The “#!” at the beginning of a script tells the shell what language to use to interpret the rest of the script. In our case, we will be writing “bash” commands, so we specify the full path of the bash executable after the “#!”.
The rest of the lines contain either executable code or comments. Any text after a “#” is ignored by the interpreter. Make any changes you like to the code, hit Cntl-O and then enter to save the file, and then Cntl-X to exit nano.
Though there are ways to run the commands in test.sh right now, it’s generally useful to give yourself (and others) ‘execute’ permissions for test.sh, really making it a shell script. Note the characters in the first (left-most) field of the file listing:
ls -lh template.sh
The first ‘-‘ becomes a ‘d’ if the ‘file’ is actually a directory. The next three characters represent read, write, and execute permissions for the file owner (you), followed by three characters for users in the owner’s group, followed by three characters for all other users. Run the ‘chmod’ command to change permissions for the ‘test.sh’ file, adding execute permissions (‘+x’) for the user (you) and your group (‘ug’):
chmod ug+x template.sh
ls -lh template.sh
The first 10 characters of the output represent the file and permissions. The first character is the file type, the next three sets of three represent the file permissions for the user, group, and everyone respectively.
- r = read
- w = write
- x = execute
Run the script. We have to provide a relative reference to the script ‘./’ because its not on our path.
./template.sh
Interacting with a scheduler
Many institutions maintain computing clusters for bioinformatics and other forms of data analysis. A cluster is typically a shared resource consisting of one or more head nodes, and a large number of compute nodes.

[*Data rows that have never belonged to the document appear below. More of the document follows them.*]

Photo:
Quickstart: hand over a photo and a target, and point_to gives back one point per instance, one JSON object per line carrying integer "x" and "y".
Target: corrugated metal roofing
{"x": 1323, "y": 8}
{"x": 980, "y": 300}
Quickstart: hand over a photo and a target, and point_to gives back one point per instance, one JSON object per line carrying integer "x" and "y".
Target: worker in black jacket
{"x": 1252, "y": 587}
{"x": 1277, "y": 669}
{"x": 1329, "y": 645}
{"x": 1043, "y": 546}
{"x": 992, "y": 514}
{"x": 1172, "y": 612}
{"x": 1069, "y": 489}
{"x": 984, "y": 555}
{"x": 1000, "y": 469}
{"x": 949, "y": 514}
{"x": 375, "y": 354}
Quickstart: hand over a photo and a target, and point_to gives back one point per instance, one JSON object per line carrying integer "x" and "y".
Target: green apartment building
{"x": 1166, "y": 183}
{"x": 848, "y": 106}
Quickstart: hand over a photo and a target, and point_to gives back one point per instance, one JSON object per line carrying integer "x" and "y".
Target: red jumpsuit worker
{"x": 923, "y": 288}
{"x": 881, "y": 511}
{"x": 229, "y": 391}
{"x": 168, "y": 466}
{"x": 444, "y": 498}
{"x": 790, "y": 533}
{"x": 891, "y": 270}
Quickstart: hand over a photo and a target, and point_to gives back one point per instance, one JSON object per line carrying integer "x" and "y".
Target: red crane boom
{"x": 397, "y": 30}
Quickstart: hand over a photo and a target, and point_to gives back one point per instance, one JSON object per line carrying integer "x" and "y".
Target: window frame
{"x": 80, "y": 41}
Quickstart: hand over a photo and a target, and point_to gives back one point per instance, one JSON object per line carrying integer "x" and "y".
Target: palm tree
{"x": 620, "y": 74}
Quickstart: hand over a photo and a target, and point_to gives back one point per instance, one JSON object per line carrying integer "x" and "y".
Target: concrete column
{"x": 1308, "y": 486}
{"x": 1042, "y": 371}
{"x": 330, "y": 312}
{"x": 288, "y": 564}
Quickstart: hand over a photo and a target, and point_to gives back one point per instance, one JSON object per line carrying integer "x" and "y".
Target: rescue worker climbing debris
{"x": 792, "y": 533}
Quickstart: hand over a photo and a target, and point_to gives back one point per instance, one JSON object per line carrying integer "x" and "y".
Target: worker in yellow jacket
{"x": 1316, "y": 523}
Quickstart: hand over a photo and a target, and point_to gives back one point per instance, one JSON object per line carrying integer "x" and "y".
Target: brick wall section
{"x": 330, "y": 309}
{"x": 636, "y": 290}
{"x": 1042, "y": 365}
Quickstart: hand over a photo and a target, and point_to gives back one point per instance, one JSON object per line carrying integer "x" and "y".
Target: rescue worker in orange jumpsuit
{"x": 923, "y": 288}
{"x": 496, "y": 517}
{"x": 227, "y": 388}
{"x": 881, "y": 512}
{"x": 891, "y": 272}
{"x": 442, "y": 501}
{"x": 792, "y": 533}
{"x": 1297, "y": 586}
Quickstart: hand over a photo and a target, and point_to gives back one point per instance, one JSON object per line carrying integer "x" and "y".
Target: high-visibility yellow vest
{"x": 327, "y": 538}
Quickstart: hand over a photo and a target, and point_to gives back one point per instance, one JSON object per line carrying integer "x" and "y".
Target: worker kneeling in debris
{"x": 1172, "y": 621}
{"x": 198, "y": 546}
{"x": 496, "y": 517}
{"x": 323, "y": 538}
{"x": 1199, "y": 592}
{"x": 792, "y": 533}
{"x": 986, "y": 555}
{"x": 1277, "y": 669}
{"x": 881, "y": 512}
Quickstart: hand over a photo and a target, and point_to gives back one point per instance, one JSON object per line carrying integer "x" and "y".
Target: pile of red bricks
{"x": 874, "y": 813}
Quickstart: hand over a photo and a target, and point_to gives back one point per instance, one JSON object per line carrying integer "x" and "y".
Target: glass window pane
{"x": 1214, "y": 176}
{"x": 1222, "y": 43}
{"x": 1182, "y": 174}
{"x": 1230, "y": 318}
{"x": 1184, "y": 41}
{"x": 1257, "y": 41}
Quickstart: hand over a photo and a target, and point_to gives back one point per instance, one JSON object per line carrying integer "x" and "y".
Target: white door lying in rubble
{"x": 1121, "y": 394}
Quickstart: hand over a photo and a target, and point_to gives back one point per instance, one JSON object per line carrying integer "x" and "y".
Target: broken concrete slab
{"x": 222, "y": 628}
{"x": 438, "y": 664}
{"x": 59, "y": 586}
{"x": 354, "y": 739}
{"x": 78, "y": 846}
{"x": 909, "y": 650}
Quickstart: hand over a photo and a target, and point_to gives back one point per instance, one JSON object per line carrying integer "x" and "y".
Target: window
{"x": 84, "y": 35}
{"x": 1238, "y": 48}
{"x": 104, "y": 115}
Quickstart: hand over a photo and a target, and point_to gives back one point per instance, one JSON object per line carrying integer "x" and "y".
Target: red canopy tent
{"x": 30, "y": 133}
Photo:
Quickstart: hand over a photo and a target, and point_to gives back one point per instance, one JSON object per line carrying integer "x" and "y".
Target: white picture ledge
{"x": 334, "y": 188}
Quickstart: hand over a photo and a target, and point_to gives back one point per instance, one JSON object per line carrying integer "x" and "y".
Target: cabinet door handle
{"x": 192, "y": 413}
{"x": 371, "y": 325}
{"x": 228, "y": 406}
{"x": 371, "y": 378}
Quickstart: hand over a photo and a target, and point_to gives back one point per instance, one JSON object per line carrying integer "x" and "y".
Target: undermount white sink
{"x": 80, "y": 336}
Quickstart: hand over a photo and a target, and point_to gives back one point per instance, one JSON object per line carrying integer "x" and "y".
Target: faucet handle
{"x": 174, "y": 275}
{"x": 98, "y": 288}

Users log into a head node (like tadpole) to perform simple operations and to submit more complex, resource intensive jobs, which will be run on the compute nodes. It is important to avoid running large tasks that may take a great deal of memory or CPU power on a head node; using head node resources for running jobs prevents other users from successfully performing simple operations like changing directories, editing scripts, and submitting jobs.
A computing cluster like the one we’re using for this workshop is commonly administered by a scheduler, which balances the demands on the cluster to allocate resources to competing jobs as efficiently as possible.

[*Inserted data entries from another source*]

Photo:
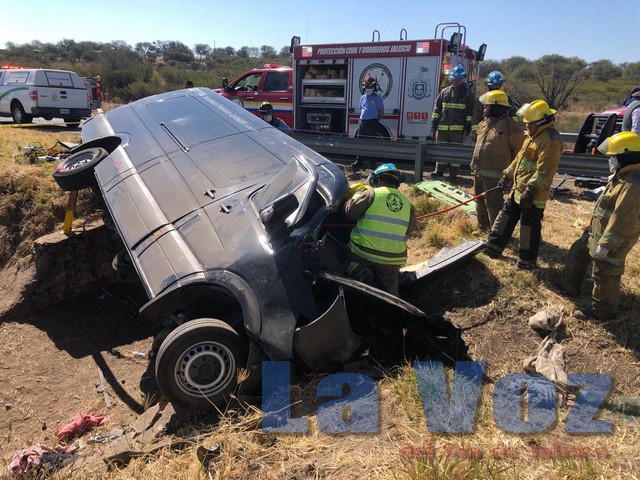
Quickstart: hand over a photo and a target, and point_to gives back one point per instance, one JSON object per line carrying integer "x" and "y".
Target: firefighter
{"x": 378, "y": 242}
{"x": 266, "y": 113}
{"x": 494, "y": 81}
{"x": 451, "y": 119}
{"x": 499, "y": 140}
{"x": 631, "y": 119}
{"x": 371, "y": 112}
{"x": 532, "y": 173}
{"x": 614, "y": 230}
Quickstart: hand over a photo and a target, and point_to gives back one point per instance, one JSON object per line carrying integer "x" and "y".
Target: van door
{"x": 59, "y": 89}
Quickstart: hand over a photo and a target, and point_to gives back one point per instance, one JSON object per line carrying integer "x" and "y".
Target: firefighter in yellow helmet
{"x": 499, "y": 140}
{"x": 614, "y": 230}
{"x": 378, "y": 242}
{"x": 532, "y": 173}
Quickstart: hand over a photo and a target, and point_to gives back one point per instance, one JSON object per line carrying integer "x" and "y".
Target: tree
{"x": 177, "y": 51}
{"x": 604, "y": 70}
{"x": 143, "y": 48}
{"x": 202, "y": 50}
{"x": 558, "y": 77}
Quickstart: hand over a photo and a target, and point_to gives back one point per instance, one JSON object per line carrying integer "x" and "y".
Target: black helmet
{"x": 266, "y": 107}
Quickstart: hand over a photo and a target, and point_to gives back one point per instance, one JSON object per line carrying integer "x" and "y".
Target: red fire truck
{"x": 410, "y": 73}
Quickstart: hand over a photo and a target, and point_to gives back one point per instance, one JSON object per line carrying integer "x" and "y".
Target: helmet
{"x": 536, "y": 111}
{"x": 620, "y": 143}
{"x": 495, "y": 97}
{"x": 387, "y": 170}
{"x": 458, "y": 73}
{"x": 266, "y": 107}
{"x": 370, "y": 82}
{"x": 494, "y": 78}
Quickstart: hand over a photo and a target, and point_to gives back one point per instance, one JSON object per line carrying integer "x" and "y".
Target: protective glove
{"x": 503, "y": 181}
{"x": 526, "y": 199}
{"x": 601, "y": 253}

The cluster we will be using for this workshop (called lssc0) runs on a scheduling system called Slurm.
In this section, we will go through examples of the commands we will be using to interact with the cluster:
- sbatch
- squeue
- scancel
There are several more commands available to interact with Slurm, each of which has many options. To find out more, visit this summary page.
sbatch: submit a batch job
Frequently, bioinformatic jobs are run non-interactively on the cluster using a “batch” job. This is typically done by submitting a script to the scheduler to be run when resources are allocated. Within Slurm, the command used for batch job submissions is ‘sbatch’.
Copy a template Slurm batch script:
cp /share/workshop/scrna_workshop/Scripts/template.slurm .
While it is possible to specify options for sbatch on the command line, we typically include them within the script instead. This practice is both convenient and repeatable, as it saves any parameters given to the scheduler along with the code run.
Lines beginning with “#SBATCH” will be passed as arguments to the sbatch command. Examine the template script template.slurm to see the following example:
#!/bin/bash
# options for sbatch
#SBATCH --job-name=name # Job name
#SBATCH --nodes=1 # should never be anything other than 1
#SBATCH --ntasks=1 # number of cpus to use
#SBATCH --time=10 # Acceptable time formats include "minutes", "minutes:seconds", "hours:minutes:seconds", "days-hours", "days-hours:minutes" and "days-hours:minutes:seconds".
#SBATCH --mem=500 # Memory pool for all cores (see also --mem-per-cpu)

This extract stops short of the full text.